# Delfin an der Angel



## gte81

hi
habe nur ne frage, kommt es beim big game fischen vor das ein delfin den köder nimmt?
habe noch nix davon gelesen. 
falls nicht, wie kommt das? das sie ziemlich schlau sind weiß ich aber es wird ja nicht nur mit kunstködern geangelt sondern auch mit köderfischen. 
falls es vorkommt, wie verhaltet ihr euch dann? sofort die schnur durchschneiden?
danke für eure hilfe
gruß


----------



## Flatfischer

*AW: Delfin an der Angel*

Hallo, guckst Du hier:

http://www.anglerboard.de/board/search.php?searchid=6115307

Gruß Flatfischer


----------



## serviola

*AW: Delfin an der Angel*

Link funktioniert nicht.

Habe es noch nie erlebt, dass ein Delphin einen Schleppköder nimmt. Auch nicht in dichtesten Schwärmen die gerade jagen.

Bei der Power der Tiere wirst du nix schneiden müssen, das knallt dann so schon durch.


----------



## zandermouse

*AW: Delfin an der Angel*

Hi gte81,

da brauchst Du Dir keine Sorgen machen. Ich kenne böse Menschen, die Delfine mit Fischstücken gefüttert haben.
Die haben auch alle Fischstücke fleißig gefressen.
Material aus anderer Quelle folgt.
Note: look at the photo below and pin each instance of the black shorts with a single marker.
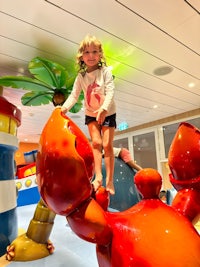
(110, 121)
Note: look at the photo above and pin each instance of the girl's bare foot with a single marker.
(110, 188)
(97, 183)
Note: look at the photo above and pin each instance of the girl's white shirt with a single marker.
(98, 87)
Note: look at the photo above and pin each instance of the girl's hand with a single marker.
(101, 115)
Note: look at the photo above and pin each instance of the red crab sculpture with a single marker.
(184, 162)
(149, 234)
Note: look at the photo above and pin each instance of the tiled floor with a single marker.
(70, 251)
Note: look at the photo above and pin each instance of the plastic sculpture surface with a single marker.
(126, 194)
(149, 234)
(10, 119)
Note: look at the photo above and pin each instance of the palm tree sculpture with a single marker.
(51, 82)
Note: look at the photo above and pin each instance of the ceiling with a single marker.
(153, 47)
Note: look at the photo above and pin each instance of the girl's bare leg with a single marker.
(95, 134)
(108, 136)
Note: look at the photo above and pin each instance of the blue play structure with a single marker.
(8, 213)
(126, 194)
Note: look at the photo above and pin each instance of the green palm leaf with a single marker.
(36, 98)
(48, 72)
(22, 82)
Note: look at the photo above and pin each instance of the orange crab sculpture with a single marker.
(149, 234)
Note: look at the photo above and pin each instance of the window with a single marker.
(169, 132)
(145, 150)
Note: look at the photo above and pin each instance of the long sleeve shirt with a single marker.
(98, 88)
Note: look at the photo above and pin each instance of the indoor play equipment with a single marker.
(10, 119)
(150, 233)
(126, 194)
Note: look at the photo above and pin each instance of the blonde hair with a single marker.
(87, 41)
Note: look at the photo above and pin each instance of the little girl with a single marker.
(96, 81)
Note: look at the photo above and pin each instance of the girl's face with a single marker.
(91, 57)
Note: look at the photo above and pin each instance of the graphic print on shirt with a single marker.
(94, 97)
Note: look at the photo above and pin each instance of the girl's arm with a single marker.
(73, 97)
(109, 88)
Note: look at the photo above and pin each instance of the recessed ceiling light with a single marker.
(163, 70)
(190, 85)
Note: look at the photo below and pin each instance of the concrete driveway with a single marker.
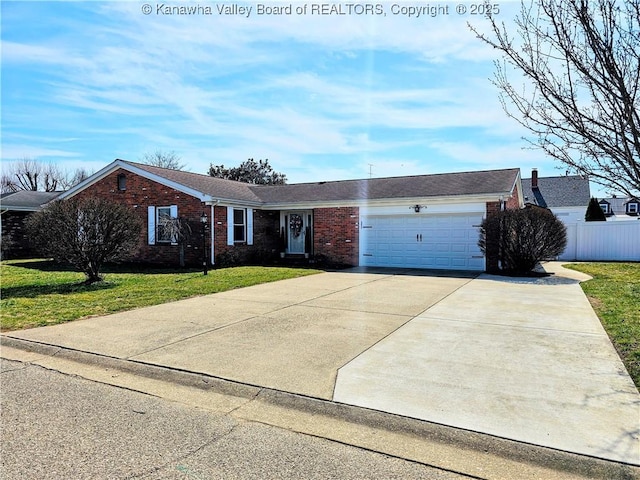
(522, 359)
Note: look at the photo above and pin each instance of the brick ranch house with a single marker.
(423, 221)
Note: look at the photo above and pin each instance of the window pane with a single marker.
(238, 217)
(164, 233)
(238, 233)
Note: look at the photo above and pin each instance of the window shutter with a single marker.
(249, 226)
(229, 225)
(151, 225)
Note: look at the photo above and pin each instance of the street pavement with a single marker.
(497, 356)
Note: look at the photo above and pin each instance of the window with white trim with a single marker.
(163, 229)
(239, 225)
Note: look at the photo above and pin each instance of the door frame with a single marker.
(307, 221)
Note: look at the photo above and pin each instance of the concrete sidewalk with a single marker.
(488, 354)
(525, 359)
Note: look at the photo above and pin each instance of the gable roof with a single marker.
(210, 189)
(206, 184)
(27, 200)
(567, 191)
(618, 205)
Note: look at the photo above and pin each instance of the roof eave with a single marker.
(121, 164)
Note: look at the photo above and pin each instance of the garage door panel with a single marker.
(423, 241)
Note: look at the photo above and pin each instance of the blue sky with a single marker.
(323, 97)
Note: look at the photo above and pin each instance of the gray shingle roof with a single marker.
(216, 187)
(27, 200)
(568, 191)
(448, 184)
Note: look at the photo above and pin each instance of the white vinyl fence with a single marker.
(603, 241)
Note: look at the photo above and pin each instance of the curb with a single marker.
(465, 440)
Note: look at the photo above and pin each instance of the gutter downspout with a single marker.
(212, 205)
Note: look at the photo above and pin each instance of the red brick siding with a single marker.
(336, 234)
(265, 237)
(141, 193)
(492, 264)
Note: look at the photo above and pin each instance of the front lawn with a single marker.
(614, 294)
(38, 292)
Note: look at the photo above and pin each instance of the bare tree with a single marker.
(162, 159)
(31, 174)
(85, 233)
(522, 238)
(582, 60)
(259, 173)
(71, 179)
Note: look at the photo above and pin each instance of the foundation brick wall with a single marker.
(15, 241)
(493, 208)
(337, 233)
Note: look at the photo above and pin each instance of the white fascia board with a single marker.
(391, 202)
(120, 164)
(10, 208)
(230, 202)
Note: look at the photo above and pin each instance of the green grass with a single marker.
(614, 294)
(38, 292)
Aus welchen Gründen auch immer, wurde in einem Fischstückchen ein Haken verborgen. Die Fischstücke hatten alle die selbe Größe. Wie gesagt die Delfine haben sich ordentlich füttern lassen, nur das Stück mit dem Haken haben sie nicht gefressen. Das sind schon verdammt kluge Säugetiere.:q

Allerdings kenne ich einen Fall, bei dem ein Delfin versehendlich von außen gehakt wurde. Was das für ein Gezähter war, kann man sich kaum vorstellen. 
Ich glaube, wer das mal gehört hat, wird dies sein Leben lang nicht vergessen.
Da hilft aber alles Nichts, der Delfin musste geborgen, verarztet und wieder freigelassen werde. 
Er hat das aber alles überstanden.

Mit freundlichen Grüßen

Zandermouse


----------



## gte81

*AW: Delfin an der Angel*

danke,
hab das thema jetzt gefunden, wurde schonmal diskutiert, habe ich aber vorhin nicht gefunden.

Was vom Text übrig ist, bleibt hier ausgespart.